Authored by mehdi_amini on Oct 2 2015, 10:27 AM.

Details

Summary

This patch builds on top of D13378 to handle constant condition.

With this patch, clang -O3 optimizes correctly providing > 1000x speedup on this artificial benchmark):

for (a=0; a<n; a++)
    for (b=0; b<n; b++)
        for (c=0; c<n; c++)
            for (d=0; d<n; d++)
                for (e=0; e<n; e++)
                    for (f=0; f<n; f++)
                        x++;

From test-suite/SingleSource/Benchmarks/Shootout/nestedloop.c

Diff Detail

Event Timeline

mehdi_amini retitled this revision from to SCEV: handle constant condition for select/branch.
mehdi_amini added a reviewer: sanjoy.
mehdi_amini added a subscriber: llvm-commits.
mehdi_amini updated this object.Oct 2 2015, 10:31 AM
mehdi_amini added a subscriber: atrick.
atrick accepted this revision.Oct 2 2015, 12:59 PM
atrick added a reviewer: atrick.

Well, ideally the IR is canonical before SCEV, but this condition is simple enough to catch anyway. Thanks.

This revision is now accepted and ready to land.Oct 2 2015, 12:59 PM

I guess if this comes up when handling loops for instance, you may not necessarily be able to easily simplify the CFG in a loop pass.

manmanren added inline comments.
lib/Analysis/ScalarEvolution.cpp
3894

Please add a period at end of the comment.

3899

Should this be simplified to
return getSCEV(CI->isOne() ? TrueValue : FalseVal);

mehdi_amini updated this revision to Diff 36396.Oct 2 2015, 1:53 PM
mehdi_amini edited edge metadata.

Thanks Manman, I updated the revision accordingly.

sanjoy accepted this revision.Oct 3 2015, 2:25 PM
sanjoy edited edge metadata.
sanjoy added inline comments.
lib/Analysis/ScalarEvolution.cpp
3894

Minor stylistic issue, since you'll have to rebase anyway: instead of putting the check for ConstantInt inside the if block, I'd put it before the dyn_cast<ICmpInst>. Shouldn't make any semantic difference, but it will reduce the nesting on return getSCEV(CI->isOne() ? TrueVal : FalseVal);.

In D13390#258904, @joker.eph wrote:

I guess if this comes up when handling loops for instance, you may not necessarily be able to easily simplify the CFG in a loop pass.

Do we not currently catch this in SimplifyCFG (or similar)? I don't object to this change, but we really should catch this elsewhere too.

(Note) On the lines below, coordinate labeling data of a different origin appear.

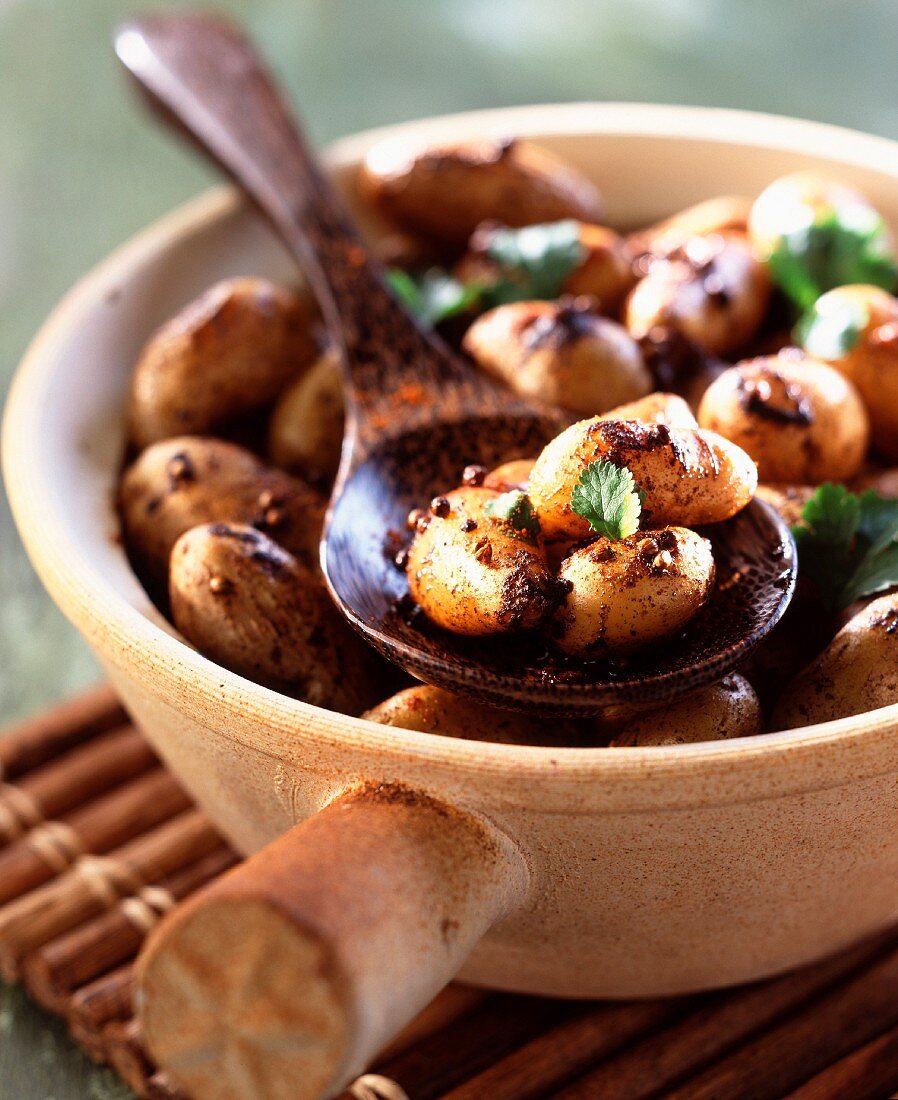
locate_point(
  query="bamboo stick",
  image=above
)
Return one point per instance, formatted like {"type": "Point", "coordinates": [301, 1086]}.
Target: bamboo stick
{"type": "Point", "coordinates": [780, 1059]}
{"type": "Point", "coordinates": [88, 950]}
{"type": "Point", "coordinates": [666, 1057]}
{"type": "Point", "coordinates": [92, 886]}
{"type": "Point", "coordinates": [73, 779]}
{"type": "Point", "coordinates": [35, 740]}
{"type": "Point", "coordinates": [95, 828]}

mehdi_amini closed this revision.Oct 27 2015, 6:48 PM

We surely catch it elsewhere. The problem is loop optimization like induction variable substitution that will operate on the inner loop, exposes this case, and then move the outer loop leaving the IR in this state. To solve this with simpifycfg I'm not sure that 1) it can be ran on a subpart of the CFG (you don't want to reprocess the full function between the two loops) 2) won't mess up the loop structure/canonicalization.

It seems to me that there is a kind of tension between optimizing for the "canonical IR" and being able to handle properly "non-canonical IR" because it is hard or expensive to always guarantee that your IR is canonical. I see this change as pushing a little bit SCEV toward the second case.

Any opinion?

Note: this landed a few week ago in r249431.

In D13390#276849, @joker.eph wrote:

We surely catch it elsewhere. The problem is loop optimization like induction variable substitution that will operate on the inner loop, exposes this case, and then move the outer loop leaving the IR in this state. To solve this with simpifycfg I'm not sure that 1) it can be ran on a subpart of the CFG (you don't want to reprocess the full function between the two loops) 2) won't mess up the loop structure/canonicalization.

It seems to me that there is a kind of tension between optimizing for the "canonical IR" and being able to handle properly "non-canonical IR" because it is hard or expensive to always guarantee that your IR is canonical. I see this change as pushing a little bit SCEV toward the second case.

Any opinion?

This is certainly true; there will always be these kinds of phase ordering problems. Especially since we don't have a LoopSimplifyCFG pass ;)

Note: this landed a few week ago in r249431.